By: Morgan Reitzel, Follow South Jersey Intern
SOUTH JERSEY – All New Jersey K-12 students will have required instruction on informational literacy under the New Jersey Student Learning Standards that aims to teach students how to locate, evaluate, and use needed information.
The bipartisan legislation (S588) signed by Governor Phil Murphy on January 4 preps students to be accustomed to how to properly assess information which includes media, visual, digital, textual, and technological pieces of literacy.
According to an article posted on the Rowan University website, the new education law will “teach the research process and how information is created and produced; critical thinking and using information resources; research methods, including the difference between primary and secondary sources; the difference between facts, points of view and opinions; accessing peer-reviewed print and digital library resources; the economic, legal and social issues surrounding the use of information; and the ethical production of information.”
On the Office of the Governor website it says, “in April 2022, the New Jersey Office of Homeland Security and Preparedness launched a disinformation portal to assist the public in identifying and vetting any truth-obscuring, manufactured information.”
Because of this new piece of legislation, a committee run by the Commission of the Department of Education must include certified school library media specialists and teaching staff members to develop the information literacy standards for New Jersey Schools. As this is a new piece of legislation, the state says that it is an effective opportunity for teachers to enhance student’s knowledge on information literacy. It has also been ultimately decided that the public may have input on information literacy as well as being reviewed by experts as the teaching is advancing.
According to a press release from the Governor’s Office, information on news platforms and social media is not always correct. A lot of children and even adults can take in disinformation and believe it is true solely because it is on the internet. Furthermore, disinformation can be extremely harmful because it can lead to panic within the United States and lead to the distrust of the government. With rumors floating around throughout the media, it can be hard for people to know who to trust.

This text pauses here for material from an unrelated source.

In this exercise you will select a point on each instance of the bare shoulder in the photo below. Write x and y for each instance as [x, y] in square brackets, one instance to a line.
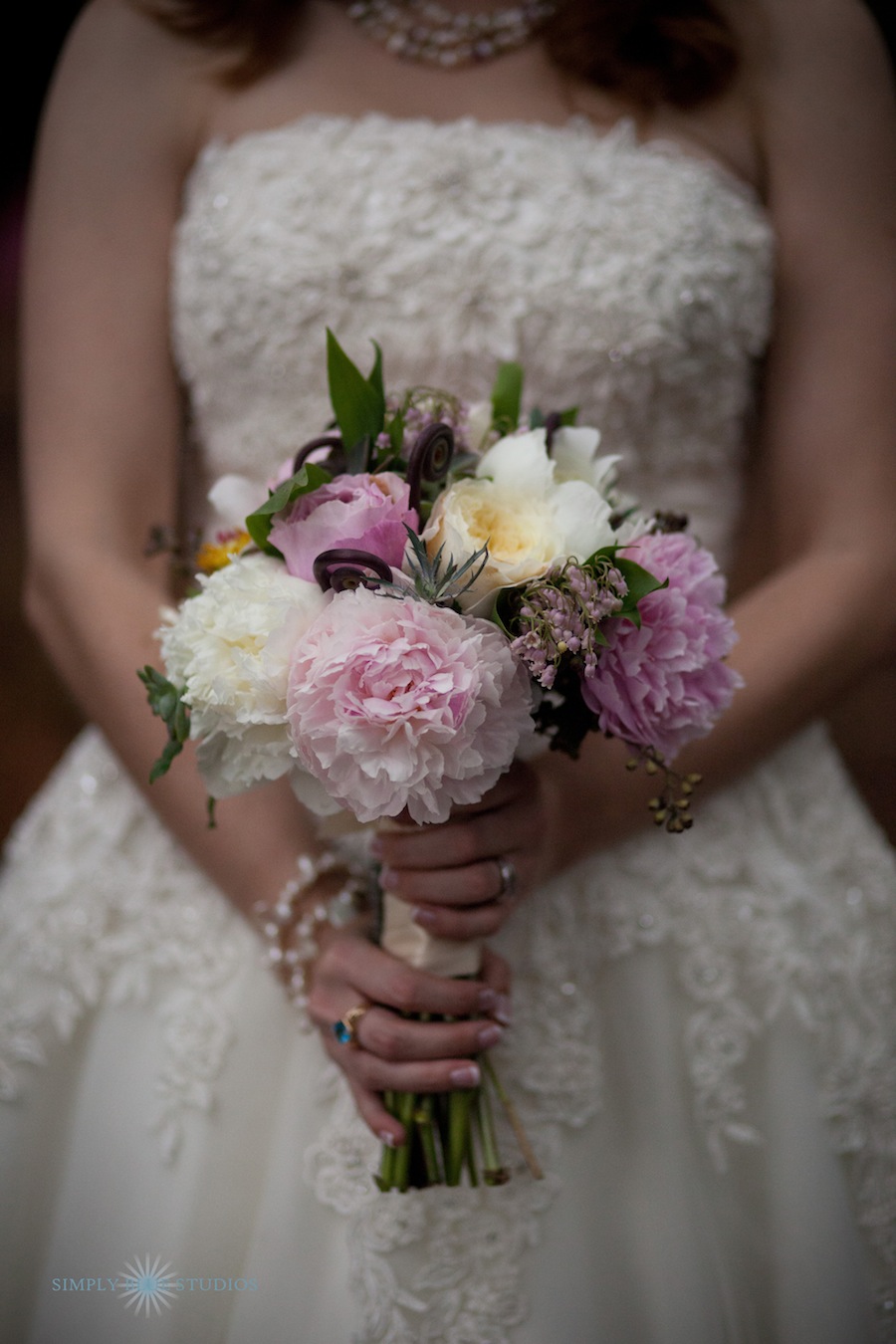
[825, 101]
[123, 83]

Senator Shirley Turner, who is a primary sponsor for the bill, proclaims that, “this signing feels especially timely as we approach the two year anniversary of the January 6th attack on the US Capitol. It is incredibly important that our children are taught how to discern reliable sources and recognize false information.”
Professor Olga Polites, a professor since 1999 at Rowan University, helped create the bipartisan legislation because she presumes that, “in the 21st century, media literacy is as important as reading or math literacy,” she stated. “The ability for students to navigate the complex digital world we live in is a high priority, and this law will help them do that.”
According to Murphy, the state of our democracy depends on strong information literacy.
“Our democracy remains under sustained attack through the proliferation of disinformation that is eroding the role of truth in our political and civic discourse,” Murphy said in a press release from his office. “It is our responsibility to ensure our nation’s future leaders are equipped with the tools necessary to identify fact from fiction.”
Professor Polites shares that her hope for this new law is to educate students and to have students become, “more competent information consumers so they will not fall prey to disinformation.
They will be able to protect themselves from online harm, improve their physical, emotional, and financial well-being, and become more civically engaged citizens.”
Nicole Cocco, a fourth and fifth grade ESL teacher in South Jersey believes that younger children may not fully understand the concept of how literacy information is formatted or even have any interest in the topic.
“It could be very beneficial but for older grades,” Cocco said. “I feel like my class, for example, teaching kids English as their second language, they would have no idea what that means. I think I could see that being like a class that’s an elective for high school but I think for younger kids they would care less about it because that’s not essential as much to them.”